Squid Game Season 2 also sagely introduces a new roster of intriguing players to the game. Gi-hun is quickly reunited with childhood friend Park Jung-bae, Player 390 (Lee Seo-hwan), whom we briefly met in Season 1. Jung-bae notably still has that incorrigible optimistic streak that Gi-hun initially brought with him into the games which adds much needed levity. Player 007, Park Yong-sik (Yang Dong-guen) continually finds his own worst impulses curbed by the fact that his own mother, Jang Geum-ja, Player 149 (Kang Ae-shim), followed him into the competition. Crypto scammer Lee Myung-gi, Player 333 (Yim Si-wan), comes into the games with baked-in nemeses, as flamboyant rapper “Thanos,” Player 230 (Choi Seung-hyun), nightclub bouncer Nam-gyu, Player 124 (Roh Jae-won), and pregnant ex-girlfriend Kim Jun-hee, Player 222 (Jo Yu-ri) all blame him for their crippling debt. There’s also an erratic mystic, a courageous transgender woman, and the most radical new addition to the competition of all: the Front Man himself, masquerading as Player 001.

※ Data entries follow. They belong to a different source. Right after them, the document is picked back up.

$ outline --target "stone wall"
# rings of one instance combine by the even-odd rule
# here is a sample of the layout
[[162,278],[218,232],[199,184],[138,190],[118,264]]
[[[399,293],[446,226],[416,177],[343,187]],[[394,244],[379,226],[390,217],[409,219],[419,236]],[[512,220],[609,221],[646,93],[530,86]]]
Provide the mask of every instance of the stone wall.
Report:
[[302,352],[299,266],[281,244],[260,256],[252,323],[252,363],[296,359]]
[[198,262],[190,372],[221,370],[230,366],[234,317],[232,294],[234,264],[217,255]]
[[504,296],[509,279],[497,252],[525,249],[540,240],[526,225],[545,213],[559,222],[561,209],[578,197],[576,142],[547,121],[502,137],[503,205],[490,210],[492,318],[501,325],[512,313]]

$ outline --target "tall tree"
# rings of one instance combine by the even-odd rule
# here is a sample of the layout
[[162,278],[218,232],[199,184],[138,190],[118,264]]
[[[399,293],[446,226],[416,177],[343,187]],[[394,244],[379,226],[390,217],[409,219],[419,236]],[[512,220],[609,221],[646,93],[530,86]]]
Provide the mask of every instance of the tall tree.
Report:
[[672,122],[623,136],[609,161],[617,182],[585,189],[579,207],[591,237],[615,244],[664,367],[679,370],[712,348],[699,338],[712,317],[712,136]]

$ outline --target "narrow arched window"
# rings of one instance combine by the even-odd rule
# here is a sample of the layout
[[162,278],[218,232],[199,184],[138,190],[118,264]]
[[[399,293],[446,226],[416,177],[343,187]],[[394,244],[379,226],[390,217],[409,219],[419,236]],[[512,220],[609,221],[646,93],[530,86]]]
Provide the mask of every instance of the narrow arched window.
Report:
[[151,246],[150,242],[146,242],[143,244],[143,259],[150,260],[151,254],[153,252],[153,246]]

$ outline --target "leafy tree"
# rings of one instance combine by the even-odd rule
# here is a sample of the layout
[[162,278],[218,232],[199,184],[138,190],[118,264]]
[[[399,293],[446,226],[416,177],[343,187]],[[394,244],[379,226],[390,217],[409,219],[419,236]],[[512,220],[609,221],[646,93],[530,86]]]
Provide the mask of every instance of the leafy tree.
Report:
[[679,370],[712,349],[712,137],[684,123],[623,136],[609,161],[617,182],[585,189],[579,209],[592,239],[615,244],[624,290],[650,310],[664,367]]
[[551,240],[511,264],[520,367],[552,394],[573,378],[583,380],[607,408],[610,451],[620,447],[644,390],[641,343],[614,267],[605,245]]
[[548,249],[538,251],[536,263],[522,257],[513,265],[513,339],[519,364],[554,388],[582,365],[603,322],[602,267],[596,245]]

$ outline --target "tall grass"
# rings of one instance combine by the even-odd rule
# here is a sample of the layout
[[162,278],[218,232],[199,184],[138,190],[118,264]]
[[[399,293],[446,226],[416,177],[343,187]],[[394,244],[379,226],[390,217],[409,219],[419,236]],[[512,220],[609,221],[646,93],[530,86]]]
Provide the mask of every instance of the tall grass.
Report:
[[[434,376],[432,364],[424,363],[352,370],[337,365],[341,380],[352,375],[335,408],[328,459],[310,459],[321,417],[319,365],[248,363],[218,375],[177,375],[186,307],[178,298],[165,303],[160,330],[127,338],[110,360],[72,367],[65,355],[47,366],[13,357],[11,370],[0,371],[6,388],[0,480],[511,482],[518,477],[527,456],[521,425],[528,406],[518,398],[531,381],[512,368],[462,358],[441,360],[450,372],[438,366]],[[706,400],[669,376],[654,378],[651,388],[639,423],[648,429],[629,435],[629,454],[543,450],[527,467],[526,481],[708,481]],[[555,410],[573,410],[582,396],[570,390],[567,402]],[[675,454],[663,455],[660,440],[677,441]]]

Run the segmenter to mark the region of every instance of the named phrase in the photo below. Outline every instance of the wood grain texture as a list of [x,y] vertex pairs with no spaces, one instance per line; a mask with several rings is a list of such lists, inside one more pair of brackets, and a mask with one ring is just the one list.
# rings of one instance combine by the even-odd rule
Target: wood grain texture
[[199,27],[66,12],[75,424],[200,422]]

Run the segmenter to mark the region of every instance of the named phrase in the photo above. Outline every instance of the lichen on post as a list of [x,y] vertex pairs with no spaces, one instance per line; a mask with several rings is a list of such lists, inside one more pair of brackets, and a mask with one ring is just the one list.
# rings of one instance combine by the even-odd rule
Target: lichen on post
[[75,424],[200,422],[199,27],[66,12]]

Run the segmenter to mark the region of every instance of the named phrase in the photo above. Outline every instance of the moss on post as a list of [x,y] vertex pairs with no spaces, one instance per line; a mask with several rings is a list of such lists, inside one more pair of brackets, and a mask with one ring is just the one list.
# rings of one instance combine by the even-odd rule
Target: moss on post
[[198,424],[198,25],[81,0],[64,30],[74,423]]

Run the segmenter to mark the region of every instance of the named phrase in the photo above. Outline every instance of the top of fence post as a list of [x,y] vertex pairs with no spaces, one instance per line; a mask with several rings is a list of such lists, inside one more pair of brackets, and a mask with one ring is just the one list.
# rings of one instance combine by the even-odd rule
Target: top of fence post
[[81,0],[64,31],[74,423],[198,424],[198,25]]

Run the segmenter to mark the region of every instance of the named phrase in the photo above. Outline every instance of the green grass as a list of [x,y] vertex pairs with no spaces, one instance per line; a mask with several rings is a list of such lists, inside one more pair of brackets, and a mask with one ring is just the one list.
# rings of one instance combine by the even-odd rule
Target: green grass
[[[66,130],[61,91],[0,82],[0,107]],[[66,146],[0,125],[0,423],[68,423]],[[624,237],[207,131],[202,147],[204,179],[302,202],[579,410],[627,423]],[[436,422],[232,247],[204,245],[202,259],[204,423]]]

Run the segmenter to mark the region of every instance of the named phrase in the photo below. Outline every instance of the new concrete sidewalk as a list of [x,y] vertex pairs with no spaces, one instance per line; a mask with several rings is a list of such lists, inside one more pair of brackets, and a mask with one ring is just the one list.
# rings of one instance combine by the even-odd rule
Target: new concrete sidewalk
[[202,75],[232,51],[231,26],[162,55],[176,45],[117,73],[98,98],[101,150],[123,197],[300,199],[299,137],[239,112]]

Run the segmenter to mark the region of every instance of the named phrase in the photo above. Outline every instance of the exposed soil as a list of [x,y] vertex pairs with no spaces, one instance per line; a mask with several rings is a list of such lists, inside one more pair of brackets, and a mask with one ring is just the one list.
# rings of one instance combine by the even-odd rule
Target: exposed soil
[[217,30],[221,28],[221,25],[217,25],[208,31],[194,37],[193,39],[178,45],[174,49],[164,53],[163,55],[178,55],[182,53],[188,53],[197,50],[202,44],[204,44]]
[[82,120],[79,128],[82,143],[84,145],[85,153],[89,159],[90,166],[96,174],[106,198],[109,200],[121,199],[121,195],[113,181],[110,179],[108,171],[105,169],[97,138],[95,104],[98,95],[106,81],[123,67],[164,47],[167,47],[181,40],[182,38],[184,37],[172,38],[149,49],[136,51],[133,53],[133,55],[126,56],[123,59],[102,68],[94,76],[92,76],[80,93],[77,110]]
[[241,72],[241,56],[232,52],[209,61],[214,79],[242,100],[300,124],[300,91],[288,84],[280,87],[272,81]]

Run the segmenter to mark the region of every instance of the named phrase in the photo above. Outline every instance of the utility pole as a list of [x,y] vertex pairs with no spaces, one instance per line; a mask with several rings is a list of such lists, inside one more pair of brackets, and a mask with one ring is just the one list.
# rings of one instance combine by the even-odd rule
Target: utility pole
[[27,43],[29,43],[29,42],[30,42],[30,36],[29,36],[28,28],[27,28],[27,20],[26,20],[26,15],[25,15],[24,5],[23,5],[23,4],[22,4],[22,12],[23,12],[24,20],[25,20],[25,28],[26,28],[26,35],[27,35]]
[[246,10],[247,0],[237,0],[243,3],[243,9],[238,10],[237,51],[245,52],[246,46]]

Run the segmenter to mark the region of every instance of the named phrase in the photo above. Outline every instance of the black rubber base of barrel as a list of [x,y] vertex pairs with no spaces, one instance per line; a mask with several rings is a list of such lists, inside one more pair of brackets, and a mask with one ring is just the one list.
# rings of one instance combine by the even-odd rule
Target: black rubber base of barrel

That said, Squid Game Season 2 is not as breathtakingly good as Season 1. Again, for all the innovations this season, part of its beats do feel sadly route. The season also ends abruptly on a downer of a cliffhanger, leaving us desperate for what’s to come. Nevertheless, it’s still emphatically Squid Game. It’s a gorgeously shot, intensely paced, beautifully acted work of drama. Hwang Dong-hyuk simply knows how to write and direct incredible television. Lee Jung-jae, who won an Emmy for his work in Season 1, proves his mettle as one of the world’s greatest actors by playing a darker, haunted version of Seong Gi-hun. Indeed, the entire ensemble cast shines, with Lee Byung-hun getting a particularly twisted spotlight when the Front Man is called upon to put on an impenetrable emotional mask this time around. Squid Game is still very, very good!
Squid Game Season 2 may not be as innovative as Season 1, but it’s still fantastic TV. Hwang Dong-hyuk doubles down on his philosophy that humanity is sick, but worth saving. Lee Jung-jae throws down another incandescent performance and Lee Byung-hun effortlessly transforms into Gi-hun’s perfect foil. Should Netflix have left Squid Game as a perfect limited series? As half of the payers this season would chant, I enthusiastically say, “One more game! One more game!”